With accolades for brewer James Neumeister’s gluten-free beers pouring in, this Portland brewery tasked Ad Hoc alum Neil Davidson with creating a simple but sophisticated GF menu to match, meaning you’ll find IPA vinaigrette-dressed salads and millet bread-based sandwiches mingling with more urbane pub grub like grass-fed beef carpaccio, porterhouse chops with crab-infused quinoa, and olive oil cake made with the same Willamette Valley chestnuts used to brew Harvester’s beers. If you can’t nab one of the no-frills taproom’s two booths, join the jovial mishmash of 7th Avenue commuter corridor cyclists making a pale ale pit-stop, GF pilgrims and neighborhood regulars crowding the kitchen-facing bar. ORDER: The Cubano slathered in warm, spicy serrano chile relish and Dark Ale mustard, and the nutty, slightly citrusy Pale Ale.

Gralehaus / Louisville, Ky.

The third time’s a charm—then again, so are Lori Beck’s and Tyler Trotter’s first two beer ventures: Their Louisville Beer Store single-handedly jump-started the city’s craft beer renaissance, while their captivating Holy Grale—set in a former Unitarian church—ranks among the nation’s best craft beer bars.
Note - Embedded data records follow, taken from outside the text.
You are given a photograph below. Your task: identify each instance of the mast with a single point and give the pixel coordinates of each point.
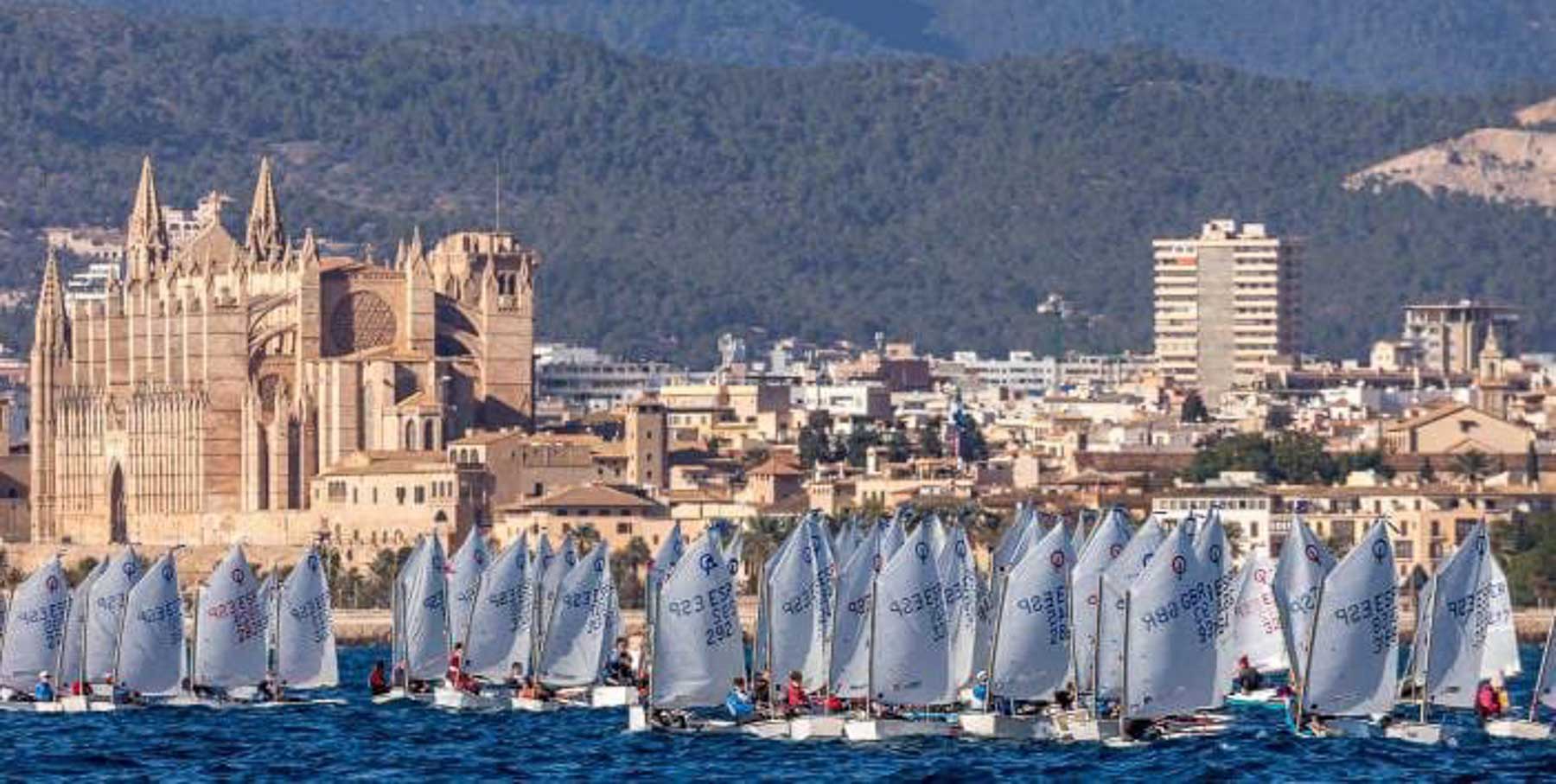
(875, 579)
(194, 644)
(1124, 686)
(1540, 675)
(1425, 655)
(1096, 657)
(993, 643)
(1307, 665)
A courtyard separates Holy Grale from Gralehaus, the duo’s beer-and-breakfast joint that’s brand-new (it opened in March) but already feels comfortably lived-in. There, chef Andrew Myers whips up a brief menu centered on eggs, crepes, breads and charcuterie like lamb crepinette and porcetta that make a strong case against pork-and-herb breakfast sausage, though he makes that, too. Outdoing everything is a biscuit and gravy that’s groundbreaking because, well, the gravy is duck gravy, but moreso because it’s presented so artfully—a fried egg set just so beneath sinful cracklins and bright greens—you almost hate to probe your fork in it. Almost.

Intelligentsia coffee, house-made kombucha and soda tempt early-risers, but beer’s still the hook: Glowing fridges boast a bottle selection better than most beer bars, and a trio of taps pour an a.m.-appropriate grapefruit IPA from Stone, Stillwater’s brisk Classique and a Berliner weisse that’s delightful straight-up but even better in a mimosa.

And if the sausage and eggs and beer weren’t enough, there’s an honest-to-goodness Southern chess pie. It’s the kind of place you can stay all day—and you can, when a handful of guest rooms upstairs debuts this summer. ORDER: An egg sandwich with house-made bologna on a pretzel croissant and a 2.9%-ABV Jester King Le Petit Prince table beer, both to-go.